HAMPSHIRE County Council is preparing to launch a major jobs boost in Winchester.

The authority will take on 100 new staff in the coming months as part of its shared office scheme, in which it provides other public sector organisations with back office services.

The new staff will be employed by the council’s Shared Services Partnership after it won contracts from three London boroughs.

Council leader Roy Perry says the profits made from the contracts will be put into local services.

The move comes just eight months after Hampshire announced it faced an anticipated budget shortfall of £140m by April 2019 and a range of services including recycling centres and lollypop men and women were under threat.

Cllr Perry, said: “With ongoing financial pressures and the challenges of having to deliver a lot more with less money, all areas of the public sector are faced with finding smarter, more cost-effective ways of doing things.

“It’s never been more important to look for opportunities to collaborate. To do just that, we launched a ground-breaking shared back office, public sector partnership.

“The objectives for sharing these services have been to reduce costs, create capacity for the future and develop a model that can expand and take on new partners – enabling organisations to reduce their back office overheads and increase resilience so resources can be targeted to the delivery of local services – making better use of limited public funds.”

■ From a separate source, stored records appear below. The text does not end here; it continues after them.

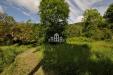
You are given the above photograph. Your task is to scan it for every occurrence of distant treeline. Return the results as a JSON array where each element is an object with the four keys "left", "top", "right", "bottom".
[
  {"left": 67, "top": 4, "right": 113, "bottom": 40},
  {"left": 0, "top": 17, "right": 41, "bottom": 45},
  {"left": 0, "top": 3, "right": 113, "bottom": 45}
]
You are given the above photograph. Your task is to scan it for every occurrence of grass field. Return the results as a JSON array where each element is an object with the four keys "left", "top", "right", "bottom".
[
  {"left": 0, "top": 37, "right": 113, "bottom": 75},
  {"left": 42, "top": 37, "right": 113, "bottom": 75}
]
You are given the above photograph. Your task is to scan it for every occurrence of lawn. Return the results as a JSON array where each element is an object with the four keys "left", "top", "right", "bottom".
[{"left": 42, "top": 37, "right": 113, "bottom": 75}]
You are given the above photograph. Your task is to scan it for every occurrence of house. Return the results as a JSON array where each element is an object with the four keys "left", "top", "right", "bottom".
[{"left": 48, "top": 33, "right": 64, "bottom": 43}]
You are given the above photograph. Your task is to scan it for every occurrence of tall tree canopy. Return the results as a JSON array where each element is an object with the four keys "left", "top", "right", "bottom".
[
  {"left": 83, "top": 9, "right": 103, "bottom": 38},
  {"left": 39, "top": 0, "right": 69, "bottom": 42},
  {"left": 104, "top": 3, "right": 113, "bottom": 29},
  {"left": 0, "top": 14, "right": 15, "bottom": 36},
  {"left": 104, "top": 3, "right": 113, "bottom": 23}
]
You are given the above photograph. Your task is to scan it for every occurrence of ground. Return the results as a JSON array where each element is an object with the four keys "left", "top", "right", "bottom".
[
  {"left": 1, "top": 47, "right": 43, "bottom": 75},
  {"left": 0, "top": 37, "right": 113, "bottom": 75}
]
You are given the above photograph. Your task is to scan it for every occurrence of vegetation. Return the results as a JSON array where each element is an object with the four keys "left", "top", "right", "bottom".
[
  {"left": 0, "top": 19, "right": 40, "bottom": 45},
  {"left": 11, "top": 23, "right": 40, "bottom": 45},
  {"left": 66, "top": 22, "right": 83, "bottom": 37},
  {"left": 43, "top": 37, "right": 113, "bottom": 75},
  {"left": 1, "top": 37, "right": 113, "bottom": 75},
  {"left": 0, "top": 3, "right": 113, "bottom": 45},
  {"left": 104, "top": 3, "right": 113, "bottom": 24},
  {"left": 0, "top": 45, "right": 31, "bottom": 73},
  {"left": 0, "top": 1, "right": 113, "bottom": 75},
  {"left": 1, "top": 47, "right": 43, "bottom": 75},
  {"left": 39, "top": 0, "right": 69, "bottom": 42}
]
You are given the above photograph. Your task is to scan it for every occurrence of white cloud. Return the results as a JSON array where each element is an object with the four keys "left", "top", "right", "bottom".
[
  {"left": 70, "top": 0, "right": 102, "bottom": 11},
  {"left": 96, "top": 6, "right": 108, "bottom": 16},
  {"left": 5, "top": 0, "right": 112, "bottom": 24},
  {"left": 68, "top": 16, "right": 83, "bottom": 24},
  {"left": 6, "top": 0, "right": 41, "bottom": 13},
  {"left": 75, "top": 16, "right": 83, "bottom": 23},
  {"left": 22, "top": 11, "right": 31, "bottom": 16},
  {"left": 0, "top": 5, "right": 5, "bottom": 14},
  {"left": 66, "top": 0, "right": 105, "bottom": 23}
]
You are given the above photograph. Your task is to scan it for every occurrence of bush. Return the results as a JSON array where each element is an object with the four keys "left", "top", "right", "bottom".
[
  {"left": 91, "top": 28, "right": 112, "bottom": 40},
  {"left": 66, "top": 24, "right": 83, "bottom": 38}
]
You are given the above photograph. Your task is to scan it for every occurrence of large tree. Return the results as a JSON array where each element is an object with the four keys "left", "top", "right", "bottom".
[
  {"left": 104, "top": 3, "right": 113, "bottom": 29},
  {"left": 83, "top": 9, "right": 104, "bottom": 38},
  {"left": 0, "top": 13, "right": 16, "bottom": 44},
  {"left": 39, "top": 0, "right": 69, "bottom": 42},
  {"left": 0, "top": 14, "right": 15, "bottom": 36}
]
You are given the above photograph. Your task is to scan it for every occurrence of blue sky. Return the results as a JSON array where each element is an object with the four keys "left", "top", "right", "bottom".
[{"left": 0, "top": 0, "right": 113, "bottom": 24}]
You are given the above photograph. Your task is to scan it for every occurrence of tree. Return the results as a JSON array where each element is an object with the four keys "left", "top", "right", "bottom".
[
  {"left": 104, "top": 3, "right": 113, "bottom": 23},
  {"left": 0, "top": 13, "right": 6, "bottom": 37},
  {"left": 39, "top": 0, "right": 69, "bottom": 42},
  {"left": 104, "top": 3, "right": 113, "bottom": 29},
  {"left": 0, "top": 14, "right": 16, "bottom": 45},
  {"left": 4, "top": 16, "right": 16, "bottom": 34},
  {"left": 66, "top": 23, "right": 83, "bottom": 37},
  {"left": 83, "top": 9, "right": 104, "bottom": 38}
]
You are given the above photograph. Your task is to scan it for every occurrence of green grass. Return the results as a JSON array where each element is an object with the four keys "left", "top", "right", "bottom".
[
  {"left": 0, "top": 45, "right": 31, "bottom": 73},
  {"left": 1, "top": 37, "right": 113, "bottom": 75},
  {"left": 42, "top": 37, "right": 113, "bottom": 75},
  {"left": 1, "top": 47, "right": 43, "bottom": 75}
]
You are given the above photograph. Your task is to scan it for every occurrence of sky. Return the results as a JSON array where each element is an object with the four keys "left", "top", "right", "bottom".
[{"left": 0, "top": 0, "right": 113, "bottom": 24}]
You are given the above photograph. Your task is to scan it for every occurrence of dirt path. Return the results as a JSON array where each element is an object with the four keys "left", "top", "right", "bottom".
[{"left": 1, "top": 47, "right": 43, "bottom": 75}]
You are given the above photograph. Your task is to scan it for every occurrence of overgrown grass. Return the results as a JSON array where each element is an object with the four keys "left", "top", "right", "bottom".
[
  {"left": 42, "top": 37, "right": 113, "bottom": 75},
  {"left": 1, "top": 47, "right": 43, "bottom": 75},
  {"left": 1, "top": 37, "right": 113, "bottom": 75},
  {"left": 0, "top": 45, "right": 31, "bottom": 73}
]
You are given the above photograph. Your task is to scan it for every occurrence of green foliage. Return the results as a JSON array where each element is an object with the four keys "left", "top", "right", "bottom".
[
  {"left": 0, "top": 21, "right": 4, "bottom": 34},
  {"left": 11, "top": 23, "right": 41, "bottom": 45},
  {"left": 1, "top": 4, "right": 113, "bottom": 45},
  {"left": 31, "top": 25, "right": 44, "bottom": 44},
  {"left": 0, "top": 15, "right": 42, "bottom": 45},
  {"left": 0, "top": 15, "right": 16, "bottom": 45},
  {"left": 66, "top": 22, "right": 83, "bottom": 38},
  {"left": 82, "top": 8, "right": 113, "bottom": 40},
  {"left": 43, "top": 37, "right": 113, "bottom": 75},
  {"left": 43, "top": 44, "right": 90, "bottom": 75},
  {"left": 12, "top": 24, "right": 33, "bottom": 44},
  {"left": 39, "top": 0, "right": 69, "bottom": 42},
  {"left": 0, "top": 45, "right": 30, "bottom": 73},
  {"left": 1, "top": 47, "right": 43, "bottom": 75},
  {"left": 83, "top": 9, "right": 104, "bottom": 38},
  {"left": 104, "top": 3, "right": 113, "bottom": 30},
  {"left": 67, "top": 37, "right": 92, "bottom": 44},
  {"left": 2, "top": 16, "right": 15, "bottom": 34},
  {"left": 104, "top": 3, "right": 113, "bottom": 23}
]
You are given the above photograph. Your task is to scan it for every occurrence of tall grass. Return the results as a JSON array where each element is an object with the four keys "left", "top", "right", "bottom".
[
  {"left": 0, "top": 45, "right": 31, "bottom": 73},
  {"left": 1, "top": 37, "right": 113, "bottom": 75},
  {"left": 42, "top": 37, "right": 113, "bottom": 75}
]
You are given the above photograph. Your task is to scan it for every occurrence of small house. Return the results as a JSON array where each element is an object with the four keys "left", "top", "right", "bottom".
[{"left": 48, "top": 33, "right": 64, "bottom": 43}]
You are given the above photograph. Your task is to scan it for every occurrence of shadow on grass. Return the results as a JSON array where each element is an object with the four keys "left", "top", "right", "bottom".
[{"left": 42, "top": 43, "right": 113, "bottom": 75}]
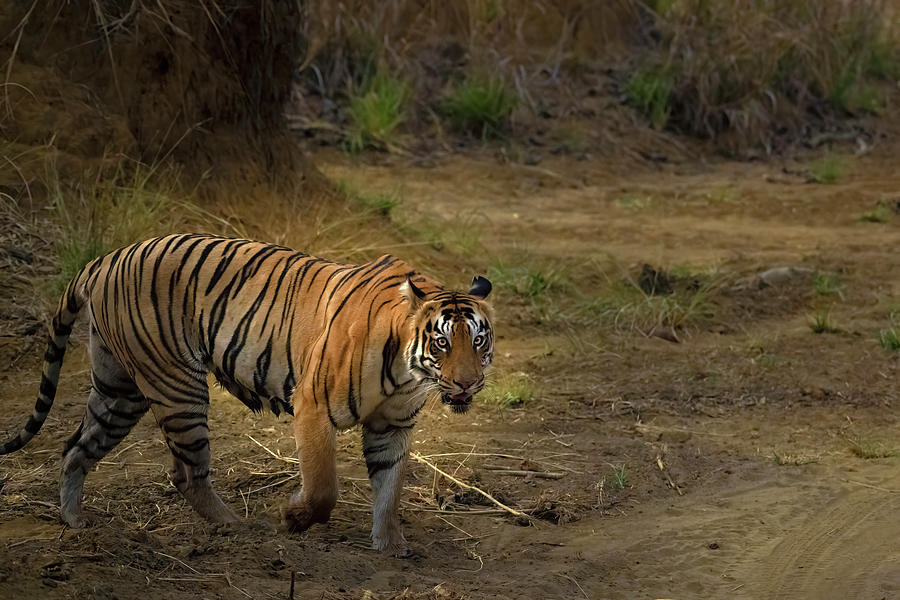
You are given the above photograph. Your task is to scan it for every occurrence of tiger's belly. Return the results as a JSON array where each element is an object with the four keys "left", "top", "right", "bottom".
[{"left": 209, "top": 355, "right": 295, "bottom": 416}]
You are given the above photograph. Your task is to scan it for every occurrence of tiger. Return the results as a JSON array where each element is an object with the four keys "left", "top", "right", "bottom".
[{"left": 0, "top": 233, "right": 494, "bottom": 555}]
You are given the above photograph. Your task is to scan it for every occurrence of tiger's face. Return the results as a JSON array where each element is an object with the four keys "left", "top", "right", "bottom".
[{"left": 405, "top": 276, "right": 494, "bottom": 413}]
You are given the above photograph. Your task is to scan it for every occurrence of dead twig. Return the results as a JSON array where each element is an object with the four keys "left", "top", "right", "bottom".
[
  {"left": 410, "top": 452, "right": 531, "bottom": 521},
  {"left": 485, "top": 468, "right": 566, "bottom": 480},
  {"left": 557, "top": 573, "right": 589, "bottom": 600},
  {"left": 656, "top": 456, "right": 683, "bottom": 496},
  {"left": 247, "top": 434, "right": 298, "bottom": 463},
  {"left": 843, "top": 479, "right": 900, "bottom": 493}
]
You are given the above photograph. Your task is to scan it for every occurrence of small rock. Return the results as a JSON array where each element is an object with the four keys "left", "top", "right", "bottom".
[
  {"left": 758, "top": 266, "right": 814, "bottom": 288},
  {"left": 523, "top": 152, "right": 542, "bottom": 166}
]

Cllr Perry said the scheme had helped the council avoid compulsory redundancies and keep a “good employment level”.

He added that the scheme was now the biggest of its kind in the UK and, with the addition of the three London borough councils, would support more than 90,000 staff.

The council will launch its recruitment campaign between now and autumn.

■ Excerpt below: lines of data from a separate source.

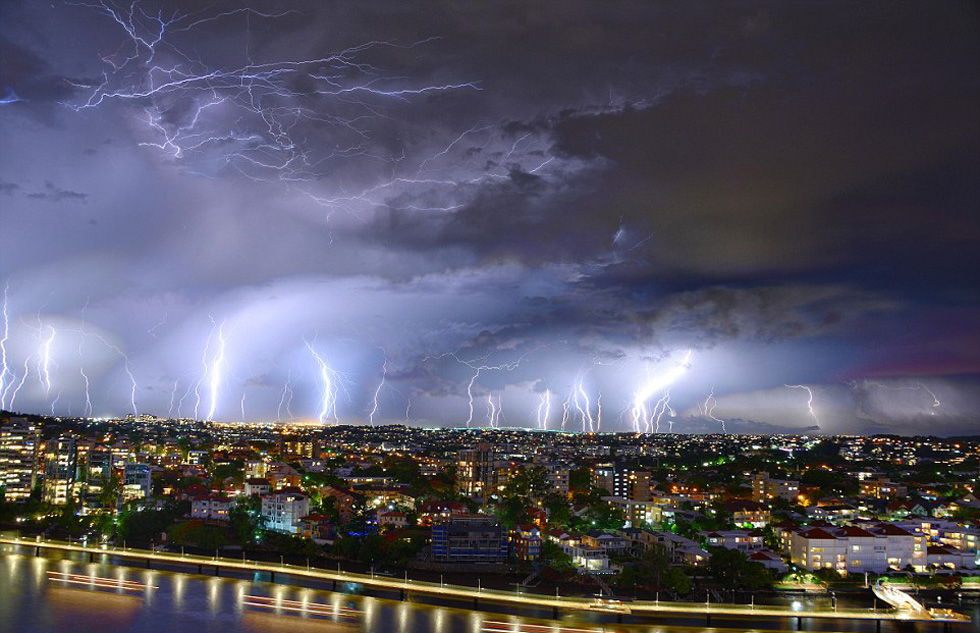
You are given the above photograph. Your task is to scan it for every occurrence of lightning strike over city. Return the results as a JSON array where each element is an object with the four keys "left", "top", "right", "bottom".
[
  {"left": 0, "top": 0, "right": 975, "bottom": 438},
  {"left": 786, "top": 384, "right": 821, "bottom": 428},
  {"left": 1, "top": 4, "right": 979, "bottom": 629}
]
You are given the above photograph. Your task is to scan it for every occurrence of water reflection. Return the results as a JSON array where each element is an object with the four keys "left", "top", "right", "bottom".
[
  {"left": 172, "top": 570, "right": 186, "bottom": 609},
  {"left": 2, "top": 551, "right": 976, "bottom": 633}
]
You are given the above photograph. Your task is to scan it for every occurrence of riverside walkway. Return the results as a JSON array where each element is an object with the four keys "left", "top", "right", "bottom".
[{"left": 1, "top": 535, "right": 971, "bottom": 630}]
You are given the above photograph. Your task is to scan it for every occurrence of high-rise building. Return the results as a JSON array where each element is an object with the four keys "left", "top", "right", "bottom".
[
  {"left": 592, "top": 463, "right": 651, "bottom": 501},
  {"left": 79, "top": 447, "right": 114, "bottom": 512},
  {"left": 546, "top": 465, "right": 570, "bottom": 497},
  {"left": 458, "top": 442, "right": 498, "bottom": 497},
  {"left": 0, "top": 417, "right": 41, "bottom": 502},
  {"left": 43, "top": 435, "right": 78, "bottom": 505},
  {"left": 85, "top": 448, "right": 114, "bottom": 495}
]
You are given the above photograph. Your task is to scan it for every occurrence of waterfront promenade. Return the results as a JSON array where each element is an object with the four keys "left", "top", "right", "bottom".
[{"left": 0, "top": 535, "right": 971, "bottom": 630}]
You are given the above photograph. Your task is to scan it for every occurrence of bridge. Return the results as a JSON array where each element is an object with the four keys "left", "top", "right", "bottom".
[{"left": 1, "top": 535, "right": 971, "bottom": 630}]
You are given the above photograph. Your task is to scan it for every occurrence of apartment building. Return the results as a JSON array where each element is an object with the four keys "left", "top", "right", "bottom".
[
  {"left": 43, "top": 435, "right": 78, "bottom": 505},
  {"left": 261, "top": 489, "right": 310, "bottom": 534},
  {"left": 0, "top": 417, "right": 41, "bottom": 502},
  {"left": 431, "top": 515, "right": 508, "bottom": 564},
  {"left": 789, "top": 523, "right": 926, "bottom": 574},
  {"left": 752, "top": 472, "right": 799, "bottom": 503}
]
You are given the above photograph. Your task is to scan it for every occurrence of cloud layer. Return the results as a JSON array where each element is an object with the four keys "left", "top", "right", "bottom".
[{"left": 1, "top": 0, "right": 978, "bottom": 433}]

Liberal Democrat councillor, Mark Cooper (below left) said he was “very much in favour” of bringing new jobs to the county.

However the Romsey Town ward member feared the scheme could reduce the standard of services provided for Hampshire.

He said: “The thing that would be my concern is that the authority looks after its own services.

“It’s already hard enough for councillors to get things done in the county.”

In 2015, a report by the Local Government Association showed councils have saved almost £500m by sharing services with each other since 2012.